Lo cual me conduce a la banda de Bradley.

Su ejecución se produjo en la triple intersección de las calles Canal, Main y Kansas (no lejos, en realidad, del sitio que figuraba en la fotografía que se movió a la vista de Bill y Richie, un día de junio de 1958). Ocurrió unos trece meses antes del incendio del Black Spot, en octubre de 1929, poco antes del derrumbe de la Bolsa.

Como en el caso del incendio del Black Spot, muchos residentes de Derry fingen no recordar lo que ocurrió ese día. O bien estaban fuera de la ciudad visitando a algún pariente. O bien dormían la siesta y no se enteraron de nada hasta que lo escucharon por radio, esa noche. O simplemente lo miran a uno a la cara y mienten.

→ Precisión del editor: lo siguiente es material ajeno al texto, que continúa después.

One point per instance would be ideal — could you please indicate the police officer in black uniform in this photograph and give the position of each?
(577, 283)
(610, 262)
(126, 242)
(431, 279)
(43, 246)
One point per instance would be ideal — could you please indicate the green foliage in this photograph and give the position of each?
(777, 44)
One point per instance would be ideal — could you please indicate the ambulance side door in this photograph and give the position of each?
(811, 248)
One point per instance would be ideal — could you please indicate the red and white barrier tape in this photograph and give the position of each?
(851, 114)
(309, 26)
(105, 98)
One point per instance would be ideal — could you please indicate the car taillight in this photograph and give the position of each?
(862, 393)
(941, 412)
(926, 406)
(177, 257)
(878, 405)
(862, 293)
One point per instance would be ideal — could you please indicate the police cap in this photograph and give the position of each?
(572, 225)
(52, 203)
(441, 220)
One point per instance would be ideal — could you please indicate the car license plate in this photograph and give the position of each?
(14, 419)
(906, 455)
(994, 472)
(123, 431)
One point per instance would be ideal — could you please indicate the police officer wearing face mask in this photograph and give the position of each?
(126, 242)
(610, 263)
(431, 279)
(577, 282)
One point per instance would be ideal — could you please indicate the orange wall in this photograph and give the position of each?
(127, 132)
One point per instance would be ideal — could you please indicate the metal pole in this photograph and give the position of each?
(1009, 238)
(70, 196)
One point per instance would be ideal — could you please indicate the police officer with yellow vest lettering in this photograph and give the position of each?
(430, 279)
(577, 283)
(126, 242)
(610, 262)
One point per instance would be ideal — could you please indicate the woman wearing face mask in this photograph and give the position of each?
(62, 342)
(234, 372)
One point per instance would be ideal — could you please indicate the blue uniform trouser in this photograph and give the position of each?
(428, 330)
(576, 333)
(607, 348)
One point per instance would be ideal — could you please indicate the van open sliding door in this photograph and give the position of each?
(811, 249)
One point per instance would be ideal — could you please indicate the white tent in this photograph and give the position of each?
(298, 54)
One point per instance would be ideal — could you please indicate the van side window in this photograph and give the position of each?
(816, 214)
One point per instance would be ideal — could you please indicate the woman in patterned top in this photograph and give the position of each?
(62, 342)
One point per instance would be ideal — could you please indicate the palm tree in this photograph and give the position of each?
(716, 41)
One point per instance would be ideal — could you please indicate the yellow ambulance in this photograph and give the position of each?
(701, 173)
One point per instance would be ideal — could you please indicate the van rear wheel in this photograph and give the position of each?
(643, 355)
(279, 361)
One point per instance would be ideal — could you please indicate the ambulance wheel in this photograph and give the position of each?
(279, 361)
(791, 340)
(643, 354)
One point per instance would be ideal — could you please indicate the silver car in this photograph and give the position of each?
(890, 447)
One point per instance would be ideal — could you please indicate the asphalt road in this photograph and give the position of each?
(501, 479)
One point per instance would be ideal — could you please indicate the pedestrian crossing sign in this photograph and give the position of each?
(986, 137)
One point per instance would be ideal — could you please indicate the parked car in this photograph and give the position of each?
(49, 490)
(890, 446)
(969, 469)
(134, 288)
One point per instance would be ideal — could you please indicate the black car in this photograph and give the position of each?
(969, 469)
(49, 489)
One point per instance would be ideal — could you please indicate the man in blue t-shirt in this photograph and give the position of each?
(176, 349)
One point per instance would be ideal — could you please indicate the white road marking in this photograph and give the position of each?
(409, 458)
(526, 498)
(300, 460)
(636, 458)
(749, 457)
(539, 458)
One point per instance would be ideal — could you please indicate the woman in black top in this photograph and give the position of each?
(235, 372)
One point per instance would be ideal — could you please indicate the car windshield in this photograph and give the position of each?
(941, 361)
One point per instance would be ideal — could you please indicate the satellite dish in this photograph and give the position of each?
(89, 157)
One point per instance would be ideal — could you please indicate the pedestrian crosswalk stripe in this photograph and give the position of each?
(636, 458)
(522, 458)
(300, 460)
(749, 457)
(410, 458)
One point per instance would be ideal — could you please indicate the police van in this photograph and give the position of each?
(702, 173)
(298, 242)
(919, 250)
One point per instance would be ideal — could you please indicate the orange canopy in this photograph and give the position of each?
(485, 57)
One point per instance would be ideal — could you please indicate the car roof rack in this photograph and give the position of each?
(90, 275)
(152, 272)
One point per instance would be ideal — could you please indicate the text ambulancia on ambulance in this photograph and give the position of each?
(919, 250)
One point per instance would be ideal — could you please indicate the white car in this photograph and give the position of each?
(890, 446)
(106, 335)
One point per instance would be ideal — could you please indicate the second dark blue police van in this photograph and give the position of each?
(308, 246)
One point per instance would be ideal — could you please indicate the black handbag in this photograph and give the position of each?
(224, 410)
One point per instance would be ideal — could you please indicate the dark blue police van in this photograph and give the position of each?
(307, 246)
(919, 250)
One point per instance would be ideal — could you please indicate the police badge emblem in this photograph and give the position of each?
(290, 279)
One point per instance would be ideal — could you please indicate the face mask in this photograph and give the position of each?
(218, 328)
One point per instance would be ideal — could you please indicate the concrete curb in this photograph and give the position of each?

Las anotaciones policiales de ese día indican que el comisario Sullivan no estaba siquiera en la ciudad. Claro que lo recuerdo —me dijo Aloysius Nell, desde una tumbona al sol en la terraza del asilo Paulson, de Bangor—. Era mi primer año en la policía. Cómo no voy a acordarme. Sullivan estaba en el oeste de Maine cazando aves. Cuando volvió, ya se los habían llevado, envueltos en sábanas. Más frenético que una gallina mojada se puso Jim Sullivan. Pero en un libro sobre pistoleros titulado Cartas sangrientas y malvados, hay una foto que muestra a un hombre sonriente junto al cadáver acribillado de Al Bradley, en el depósito de cadáveres; si ese hombre no es el comisario Sullivan, tiene que ser su hermano mellizo.